Panama-headquartered NordVPN will also keep its servers in Hong Kong. “All of our servers are either diskless or encrypted, so even a physical takeover wouldn’t compromise our users’ privacy,” said NordVPN spokesperson Laura Tyrell. The company observed a huge spike in inquiries for its service in Hong Kong — by a factor of 120 times — shortly after China announced the upcoming law in May. It has since added more servers in the surrounding regions, including Hong Kong, to “keep up with the velocities.”
A spokesperson for ExpressVPN, which is based in the British Virgin Islands, told TechCrunch it currently doesn’t have plans to remove Hong Kong as a server location option for users because its “VPN servers are already specifically architected not to contain personal or sensitive data on customers.”

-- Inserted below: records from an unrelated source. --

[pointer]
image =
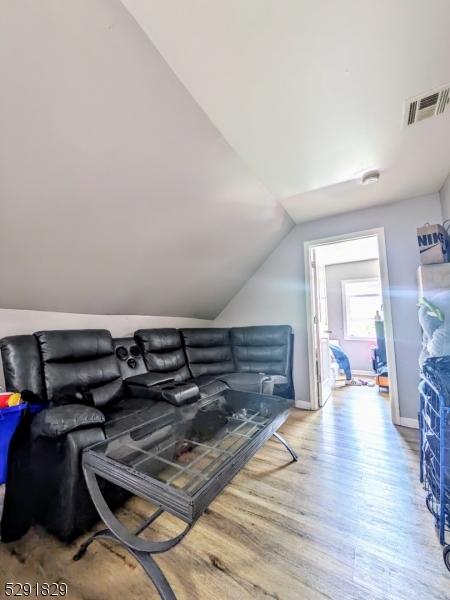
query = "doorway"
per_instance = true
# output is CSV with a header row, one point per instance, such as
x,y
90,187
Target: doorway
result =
x,y
349,321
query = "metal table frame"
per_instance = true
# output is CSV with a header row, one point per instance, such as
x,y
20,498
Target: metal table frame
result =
x,y
141,549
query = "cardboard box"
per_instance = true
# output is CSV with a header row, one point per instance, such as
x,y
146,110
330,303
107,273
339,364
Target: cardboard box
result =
x,y
433,244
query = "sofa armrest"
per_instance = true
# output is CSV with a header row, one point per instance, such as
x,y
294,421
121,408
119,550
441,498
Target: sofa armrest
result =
x,y
148,379
140,386
60,420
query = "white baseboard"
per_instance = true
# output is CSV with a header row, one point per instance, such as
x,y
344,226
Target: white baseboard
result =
x,y
302,404
407,422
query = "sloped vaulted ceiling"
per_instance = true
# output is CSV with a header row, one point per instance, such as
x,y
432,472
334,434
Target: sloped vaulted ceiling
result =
x,y
311,93
117,194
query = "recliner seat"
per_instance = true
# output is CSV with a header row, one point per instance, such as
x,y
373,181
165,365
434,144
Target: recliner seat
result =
x,y
163,353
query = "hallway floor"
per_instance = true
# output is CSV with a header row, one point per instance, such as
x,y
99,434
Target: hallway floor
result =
x,y
348,521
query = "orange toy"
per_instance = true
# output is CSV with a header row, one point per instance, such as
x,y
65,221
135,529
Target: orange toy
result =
x,y
8,399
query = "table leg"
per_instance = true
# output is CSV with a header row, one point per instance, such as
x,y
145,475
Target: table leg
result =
x,y
139,548
291,451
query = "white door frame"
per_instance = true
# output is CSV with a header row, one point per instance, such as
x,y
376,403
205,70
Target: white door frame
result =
x,y
388,328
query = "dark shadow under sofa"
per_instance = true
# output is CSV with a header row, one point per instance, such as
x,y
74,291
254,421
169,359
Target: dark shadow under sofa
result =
x,y
130,380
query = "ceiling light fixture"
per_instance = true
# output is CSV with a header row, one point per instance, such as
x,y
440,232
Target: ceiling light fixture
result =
x,y
370,177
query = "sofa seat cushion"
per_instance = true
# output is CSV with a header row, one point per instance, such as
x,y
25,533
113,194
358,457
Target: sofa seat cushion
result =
x,y
80,358
262,349
163,352
208,351
246,382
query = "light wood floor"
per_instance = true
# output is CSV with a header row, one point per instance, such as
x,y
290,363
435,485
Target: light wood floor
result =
x,y
348,521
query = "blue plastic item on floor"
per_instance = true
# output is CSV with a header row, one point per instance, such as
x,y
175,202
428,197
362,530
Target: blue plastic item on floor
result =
x,y
9,419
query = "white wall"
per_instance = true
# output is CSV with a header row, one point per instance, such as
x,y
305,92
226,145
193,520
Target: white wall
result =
x,y
358,351
276,292
18,322
445,198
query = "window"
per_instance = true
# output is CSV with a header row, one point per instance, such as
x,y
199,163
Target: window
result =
x,y
361,299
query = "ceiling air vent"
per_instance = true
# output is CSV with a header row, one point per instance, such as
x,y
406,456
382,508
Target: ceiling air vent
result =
x,y
427,105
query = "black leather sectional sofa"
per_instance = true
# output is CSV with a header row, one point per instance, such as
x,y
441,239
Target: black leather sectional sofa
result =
x,y
129,380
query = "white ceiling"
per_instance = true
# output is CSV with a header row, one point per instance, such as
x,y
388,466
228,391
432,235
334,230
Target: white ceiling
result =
x,y
117,194
310,93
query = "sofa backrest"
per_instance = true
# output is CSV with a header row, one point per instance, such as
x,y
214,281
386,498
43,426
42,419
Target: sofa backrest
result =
x,y
21,364
208,350
262,349
163,352
81,358
129,357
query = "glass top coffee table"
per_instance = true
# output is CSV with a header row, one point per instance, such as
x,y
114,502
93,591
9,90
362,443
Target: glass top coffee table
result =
x,y
180,460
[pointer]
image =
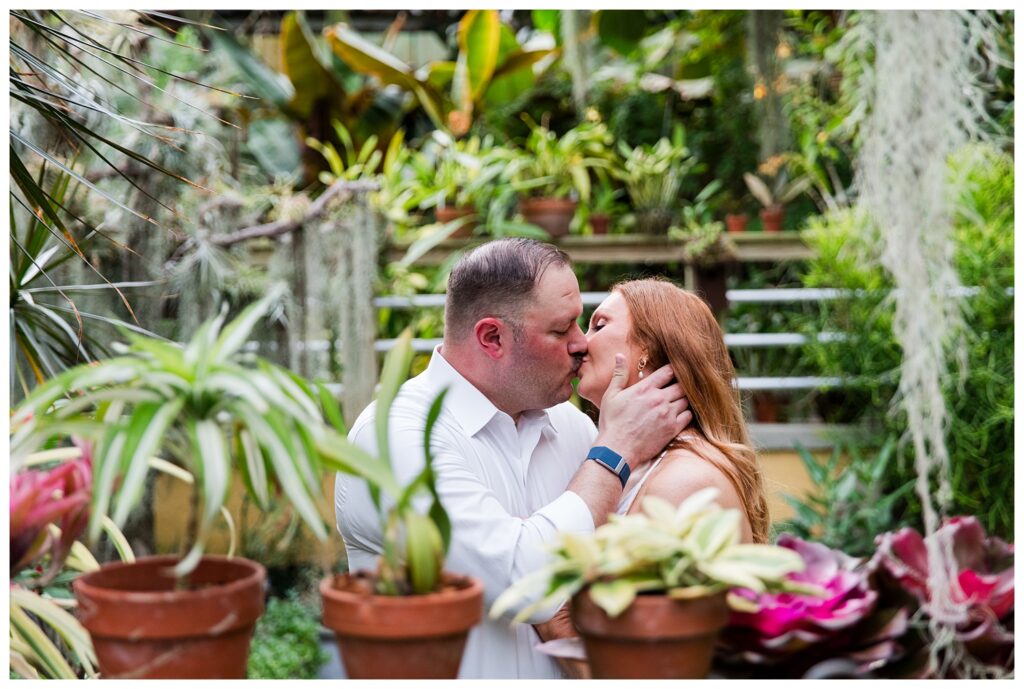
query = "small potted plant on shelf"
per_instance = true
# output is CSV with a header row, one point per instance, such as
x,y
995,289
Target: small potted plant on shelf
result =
x,y
650,592
652,175
776,192
409,619
700,234
736,217
552,173
606,203
211,408
456,179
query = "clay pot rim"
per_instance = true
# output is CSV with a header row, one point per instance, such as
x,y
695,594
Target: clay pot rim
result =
x,y
473,588
109,595
690,617
549,202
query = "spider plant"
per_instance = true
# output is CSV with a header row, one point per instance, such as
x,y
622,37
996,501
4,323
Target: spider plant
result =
x,y
211,408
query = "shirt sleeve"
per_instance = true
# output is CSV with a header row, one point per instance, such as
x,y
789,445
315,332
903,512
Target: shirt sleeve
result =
x,y
486,542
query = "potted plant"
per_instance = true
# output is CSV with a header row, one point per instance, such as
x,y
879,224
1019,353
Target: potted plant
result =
x,y
652,175
699,233
605,204
211,408
410,618
553,172
456,179
736,217
650,592
773,196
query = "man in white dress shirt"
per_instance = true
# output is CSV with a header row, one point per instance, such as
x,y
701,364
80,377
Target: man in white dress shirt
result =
x,y
509,448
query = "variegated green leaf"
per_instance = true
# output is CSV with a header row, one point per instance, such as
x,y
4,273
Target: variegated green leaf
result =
x,y
278,449
424,552
713,532
144,435
119,541
768,562
105,459
254,468
731,575
741,604
235,384
691,592
213,467
612,597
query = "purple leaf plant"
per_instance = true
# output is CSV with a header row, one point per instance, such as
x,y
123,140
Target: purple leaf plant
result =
x,y
40,498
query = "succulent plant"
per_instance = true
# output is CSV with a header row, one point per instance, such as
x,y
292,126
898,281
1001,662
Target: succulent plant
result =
x,y
983,642
40,498
688,551
794,632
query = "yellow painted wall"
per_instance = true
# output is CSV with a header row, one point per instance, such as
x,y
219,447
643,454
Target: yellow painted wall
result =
x,y
783,474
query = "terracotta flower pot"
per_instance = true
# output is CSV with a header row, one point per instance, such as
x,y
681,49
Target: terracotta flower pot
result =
x,y
599,223
655,638
142,628
551,215
400,637
448,214
771,218
736,222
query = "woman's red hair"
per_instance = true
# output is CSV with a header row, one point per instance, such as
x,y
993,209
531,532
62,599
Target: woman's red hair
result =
x,y
675,327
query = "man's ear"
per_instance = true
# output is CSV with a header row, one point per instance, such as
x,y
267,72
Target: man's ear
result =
x,y
491,337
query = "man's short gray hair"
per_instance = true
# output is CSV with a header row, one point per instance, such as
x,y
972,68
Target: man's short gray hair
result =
x,y
497,280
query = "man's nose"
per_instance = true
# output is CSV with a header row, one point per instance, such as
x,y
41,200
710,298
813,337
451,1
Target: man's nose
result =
x,y
578,341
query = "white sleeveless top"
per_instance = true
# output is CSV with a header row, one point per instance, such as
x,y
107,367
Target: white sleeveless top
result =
x,y
626,502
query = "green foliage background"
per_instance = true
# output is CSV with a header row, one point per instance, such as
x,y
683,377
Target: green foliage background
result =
x,y
980,401
286,645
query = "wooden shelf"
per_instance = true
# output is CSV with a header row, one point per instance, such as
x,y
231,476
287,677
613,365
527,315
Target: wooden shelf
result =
x,y
747,248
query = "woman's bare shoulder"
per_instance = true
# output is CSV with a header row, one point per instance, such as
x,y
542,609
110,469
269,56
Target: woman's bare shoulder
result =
x,y
687,470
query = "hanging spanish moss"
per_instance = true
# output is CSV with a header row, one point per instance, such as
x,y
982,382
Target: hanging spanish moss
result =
x,y
352,288
926,99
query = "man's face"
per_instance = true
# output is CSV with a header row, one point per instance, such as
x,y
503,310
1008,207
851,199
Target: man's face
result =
x,y
543,364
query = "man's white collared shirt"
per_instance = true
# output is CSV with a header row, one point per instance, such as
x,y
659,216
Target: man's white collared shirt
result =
x,y
503,486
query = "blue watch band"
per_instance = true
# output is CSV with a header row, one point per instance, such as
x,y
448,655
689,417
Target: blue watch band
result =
x,y
611,461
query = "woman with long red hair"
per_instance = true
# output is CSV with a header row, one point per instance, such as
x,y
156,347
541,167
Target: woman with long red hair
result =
x,y
653,323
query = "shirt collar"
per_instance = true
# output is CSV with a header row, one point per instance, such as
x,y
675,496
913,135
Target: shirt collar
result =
x,y
469,406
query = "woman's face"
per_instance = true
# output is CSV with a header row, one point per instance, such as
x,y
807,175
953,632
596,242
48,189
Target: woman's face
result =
x,y
609,332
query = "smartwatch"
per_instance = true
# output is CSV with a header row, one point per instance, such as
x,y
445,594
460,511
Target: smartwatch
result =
x,y
611,461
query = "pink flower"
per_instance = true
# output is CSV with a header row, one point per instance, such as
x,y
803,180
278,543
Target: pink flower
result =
x,y
38,498
786,623
984,584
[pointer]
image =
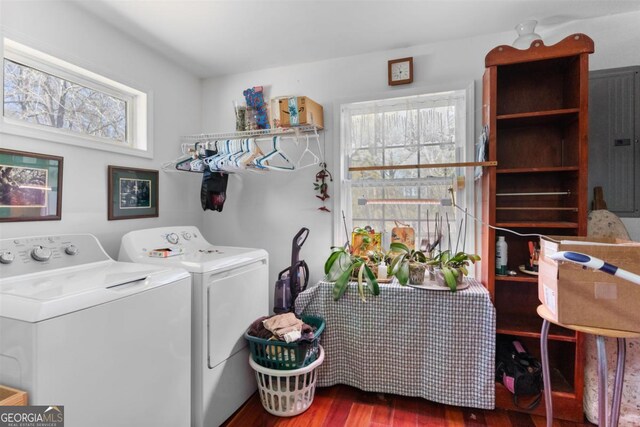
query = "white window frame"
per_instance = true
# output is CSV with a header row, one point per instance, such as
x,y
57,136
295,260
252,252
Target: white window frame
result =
x,y
464,198
138,141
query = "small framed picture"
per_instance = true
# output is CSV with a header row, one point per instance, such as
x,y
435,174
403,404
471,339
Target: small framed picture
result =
x,y
133,193
30,186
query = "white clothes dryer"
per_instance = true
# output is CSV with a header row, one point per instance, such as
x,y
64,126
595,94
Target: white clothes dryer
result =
x,y
230,291
107,340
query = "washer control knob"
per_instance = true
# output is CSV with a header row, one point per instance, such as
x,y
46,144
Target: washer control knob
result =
x,y
7,257
40,253
71,250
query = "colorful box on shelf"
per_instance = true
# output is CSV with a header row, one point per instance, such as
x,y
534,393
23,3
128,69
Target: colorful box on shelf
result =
x,y
300,110
587,297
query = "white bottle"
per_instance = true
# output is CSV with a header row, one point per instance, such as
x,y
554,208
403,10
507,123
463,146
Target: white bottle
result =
x,y
501,256
382,271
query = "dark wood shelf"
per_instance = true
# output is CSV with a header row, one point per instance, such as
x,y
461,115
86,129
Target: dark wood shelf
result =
x,y
535,104
517,278
539,170
537,114
537,224
536,208
530,326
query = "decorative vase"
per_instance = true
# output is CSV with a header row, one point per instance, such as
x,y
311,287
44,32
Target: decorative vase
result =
x,y
526,34
416,272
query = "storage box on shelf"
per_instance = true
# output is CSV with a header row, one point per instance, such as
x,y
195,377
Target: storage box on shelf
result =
x,y
300,110
535,105
577,296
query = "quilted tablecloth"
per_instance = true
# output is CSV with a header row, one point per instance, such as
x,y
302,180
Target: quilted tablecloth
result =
x,y
437,345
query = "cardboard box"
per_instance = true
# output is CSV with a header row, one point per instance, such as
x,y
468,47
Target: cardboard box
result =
x,y
587,297
299,111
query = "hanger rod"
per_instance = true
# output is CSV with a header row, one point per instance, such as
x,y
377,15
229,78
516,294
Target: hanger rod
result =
x,y
250,133
429,166
547,193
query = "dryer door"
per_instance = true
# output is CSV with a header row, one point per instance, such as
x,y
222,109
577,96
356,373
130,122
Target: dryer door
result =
x,y
235,298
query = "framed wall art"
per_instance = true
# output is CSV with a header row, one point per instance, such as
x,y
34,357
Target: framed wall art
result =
x,y
133,193
30,186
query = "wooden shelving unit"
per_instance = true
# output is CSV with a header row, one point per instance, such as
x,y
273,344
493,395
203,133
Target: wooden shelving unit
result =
x,y
535,104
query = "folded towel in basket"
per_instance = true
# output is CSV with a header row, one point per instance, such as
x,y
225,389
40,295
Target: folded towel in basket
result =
x,y
282,324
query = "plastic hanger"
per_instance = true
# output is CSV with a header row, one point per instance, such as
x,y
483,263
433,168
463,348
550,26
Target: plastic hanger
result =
x,y
262,162
315,159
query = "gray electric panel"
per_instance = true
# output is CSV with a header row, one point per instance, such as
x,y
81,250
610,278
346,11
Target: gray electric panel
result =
x,y
614,147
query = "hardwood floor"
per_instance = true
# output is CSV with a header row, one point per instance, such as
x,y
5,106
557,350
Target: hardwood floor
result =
x,y
347,406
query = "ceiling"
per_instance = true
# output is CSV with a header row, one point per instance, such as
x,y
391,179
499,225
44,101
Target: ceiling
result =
x,y
215,37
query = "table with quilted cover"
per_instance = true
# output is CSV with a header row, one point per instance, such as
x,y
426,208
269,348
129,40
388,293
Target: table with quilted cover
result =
x,y
437,345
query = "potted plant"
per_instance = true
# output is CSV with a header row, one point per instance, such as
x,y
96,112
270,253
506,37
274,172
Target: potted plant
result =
x,y
450,270
342,265
408,265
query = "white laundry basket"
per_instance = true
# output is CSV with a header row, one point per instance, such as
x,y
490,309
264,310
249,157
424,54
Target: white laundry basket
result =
x,y
287,393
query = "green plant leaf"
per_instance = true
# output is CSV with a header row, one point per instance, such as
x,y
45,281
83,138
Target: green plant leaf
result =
x,y
339,265
396,263
372,282
332,259
399,247
342,283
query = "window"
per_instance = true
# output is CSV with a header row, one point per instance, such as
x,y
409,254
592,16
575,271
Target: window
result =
x,y
48,98
423,129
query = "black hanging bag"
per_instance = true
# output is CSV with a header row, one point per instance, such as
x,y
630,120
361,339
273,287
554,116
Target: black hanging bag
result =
x,y
520,372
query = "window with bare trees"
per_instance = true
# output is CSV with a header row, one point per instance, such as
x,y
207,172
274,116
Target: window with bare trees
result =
x,y
46,94
413,130
36,97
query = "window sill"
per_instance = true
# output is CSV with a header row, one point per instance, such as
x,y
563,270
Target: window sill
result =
x,y
8,127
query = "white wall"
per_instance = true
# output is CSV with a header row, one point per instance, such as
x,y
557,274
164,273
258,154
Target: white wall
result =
x,y
64,30
266,211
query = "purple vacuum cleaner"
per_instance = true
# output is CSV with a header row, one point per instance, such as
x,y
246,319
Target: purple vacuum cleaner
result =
x,y
596,264
293,279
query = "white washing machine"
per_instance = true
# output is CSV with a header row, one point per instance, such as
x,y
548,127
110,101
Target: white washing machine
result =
x,y
108,340
230,290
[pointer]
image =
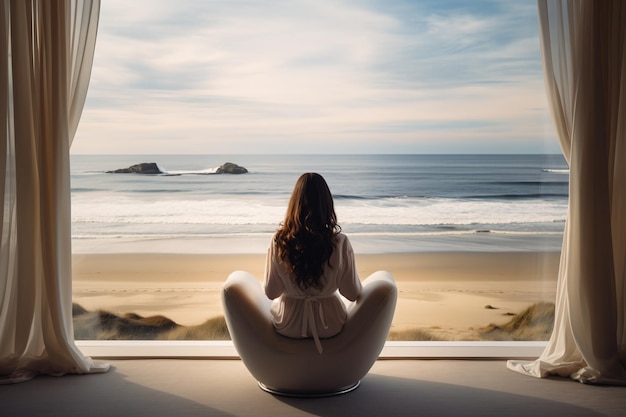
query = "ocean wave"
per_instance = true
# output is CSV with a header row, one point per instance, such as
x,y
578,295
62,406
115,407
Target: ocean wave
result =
x,y
556,171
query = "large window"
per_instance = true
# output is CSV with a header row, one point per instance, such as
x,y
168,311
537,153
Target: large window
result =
x,y
428,121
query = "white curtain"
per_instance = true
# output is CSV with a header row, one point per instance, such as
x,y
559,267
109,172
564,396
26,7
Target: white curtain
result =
x,y
46,54
584,56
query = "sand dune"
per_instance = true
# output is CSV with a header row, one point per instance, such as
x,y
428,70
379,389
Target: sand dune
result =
x,y
441,296
534,323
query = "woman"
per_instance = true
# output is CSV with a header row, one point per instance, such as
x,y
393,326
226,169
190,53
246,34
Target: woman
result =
x,y
309,263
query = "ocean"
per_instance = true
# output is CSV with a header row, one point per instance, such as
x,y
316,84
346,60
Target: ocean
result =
x,y
384,203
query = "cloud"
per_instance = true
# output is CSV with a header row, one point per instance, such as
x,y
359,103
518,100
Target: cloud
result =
x,y
301,76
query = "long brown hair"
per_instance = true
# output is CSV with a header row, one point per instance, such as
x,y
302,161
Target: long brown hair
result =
x,y
306,239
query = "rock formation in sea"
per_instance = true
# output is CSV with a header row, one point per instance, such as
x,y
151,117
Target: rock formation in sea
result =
x,y
230,168
143,168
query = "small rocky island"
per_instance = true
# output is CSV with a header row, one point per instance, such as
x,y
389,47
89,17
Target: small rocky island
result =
x,y
143,168
230,168
151,168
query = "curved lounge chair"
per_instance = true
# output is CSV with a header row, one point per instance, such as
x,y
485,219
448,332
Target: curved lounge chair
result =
x,y
293,367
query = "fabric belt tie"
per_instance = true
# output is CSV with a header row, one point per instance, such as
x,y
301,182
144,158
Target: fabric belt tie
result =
x,y
308,320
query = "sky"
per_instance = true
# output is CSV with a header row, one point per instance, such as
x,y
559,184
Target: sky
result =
x,y
316,76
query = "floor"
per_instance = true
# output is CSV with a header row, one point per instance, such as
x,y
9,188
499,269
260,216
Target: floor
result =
x,y
188,388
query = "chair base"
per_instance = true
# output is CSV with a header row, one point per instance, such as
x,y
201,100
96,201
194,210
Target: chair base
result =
x,y
296,394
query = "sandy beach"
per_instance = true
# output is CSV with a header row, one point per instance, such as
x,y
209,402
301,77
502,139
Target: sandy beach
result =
x,y
448,294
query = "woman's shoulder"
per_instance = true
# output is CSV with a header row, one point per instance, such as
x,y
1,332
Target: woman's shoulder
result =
x,y
342,240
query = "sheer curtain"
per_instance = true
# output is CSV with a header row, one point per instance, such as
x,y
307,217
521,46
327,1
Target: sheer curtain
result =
x,y
584,56
46,54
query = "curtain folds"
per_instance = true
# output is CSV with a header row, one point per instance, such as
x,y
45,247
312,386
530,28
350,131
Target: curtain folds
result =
x,y
584,56
46,54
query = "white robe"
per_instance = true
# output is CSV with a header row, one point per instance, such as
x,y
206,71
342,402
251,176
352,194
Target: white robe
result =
x,y
316,313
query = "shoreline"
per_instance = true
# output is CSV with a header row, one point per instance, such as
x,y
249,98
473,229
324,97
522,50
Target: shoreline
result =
x,y
449,293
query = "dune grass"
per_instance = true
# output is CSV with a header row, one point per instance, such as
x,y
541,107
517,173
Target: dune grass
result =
x,y
535,323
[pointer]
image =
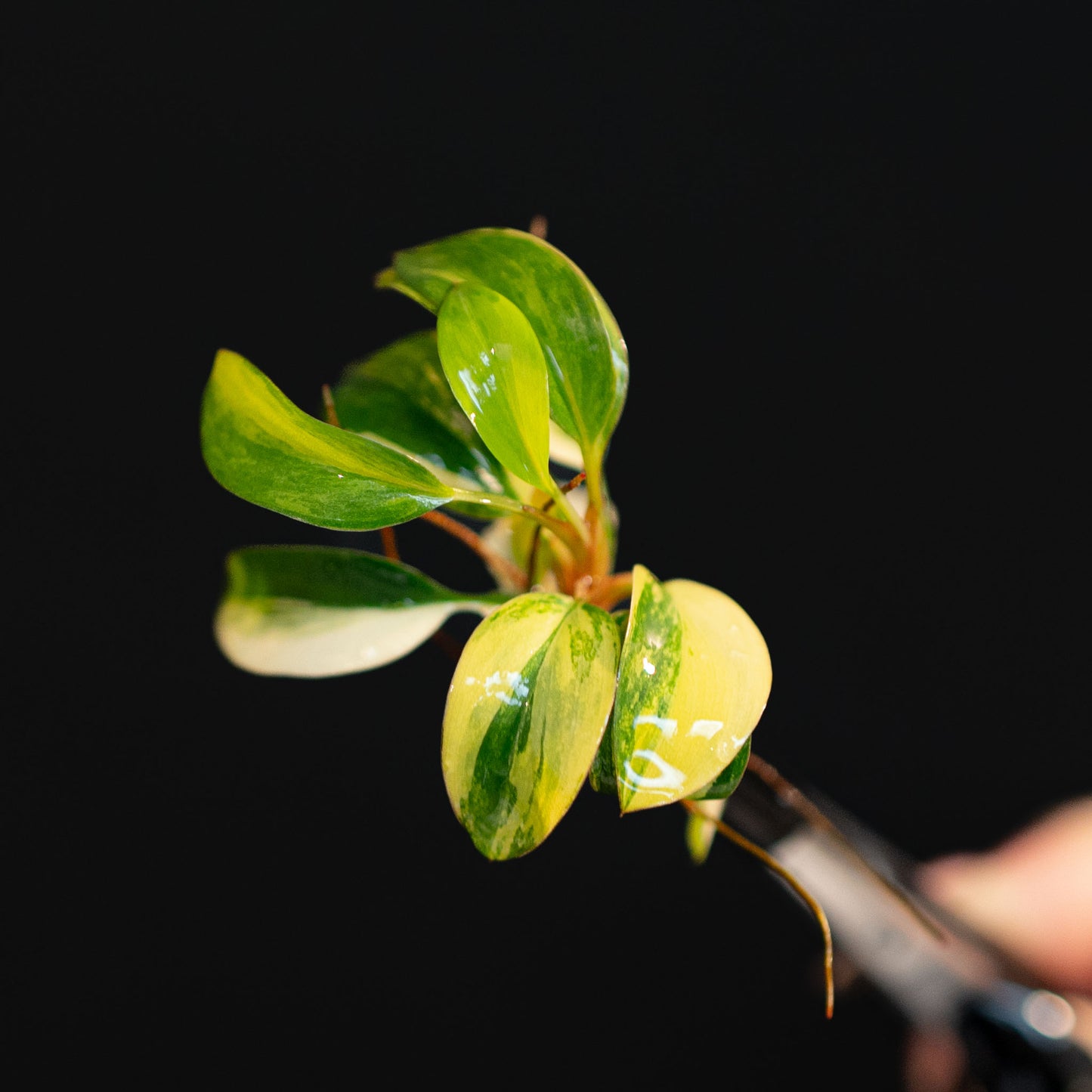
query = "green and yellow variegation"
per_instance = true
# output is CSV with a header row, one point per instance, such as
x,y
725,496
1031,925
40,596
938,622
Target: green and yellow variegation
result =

Its proprietary technology ensures servers run only on volatile memory (RAM), not on hard drives. “As a result, no data, including certificates or credentials, can persist after a system is powered down, whether because it is rebooted or physically removed from a data center,” added the spokesperson.
But all the VPN companies we contacted said they are closely monitoring the impact and enforcement bodies of Hong Kong’s new security law and will react accordingly to safeguard user interests.
The VPN providers we spoke to are still accessible in Hong Kong, but it’s not inconceivable to see app stores start removing VPNs from the city under the new legal framework, as Apple did during a crackdown back in 2017 to comply with Chinese regulations that illegalized VPNs without official approval.
As Shames Abdelwahab, the spokesperson for TunnelBear, observed: “We can speak to the fact that distribution is often hit first as the first stage of cyber censorship.”
“We are, of course, concerned about users’ ability to access privacy and security services like VPNs, and we have experienced our app being removed from app stores in countries like China,” said the ExpressVPN spokesperson.
Apple, whose business heavily depends on China, has drawn a barrage of criticism in recent years for accommodating Beijing’s censorship demands. Besides banning VPNs, it has also restricted Chinese and foreign podcasts. Chinese users can still retrieve these apps by switching to a different regional app store, but the registration process is cumbersome, as it usually requires a foreign address, phone number, and credit card.
Apple cannot be immediately reached for comment on the story.
Proton’s Shone echoed the concern over an Apple ban: “Our worry is that the Hong Kong authorities will begin demanding the removal of news apps, communications apps and VPNs and Apple will obey to maintain market access to mainland China. Tim Cook and others are due to give evidence on Capitol Hill later this month as part of an antitrust investigation into big tech.”
“We sincerely hope that this issue of censorship will form part of the questioning,” he said.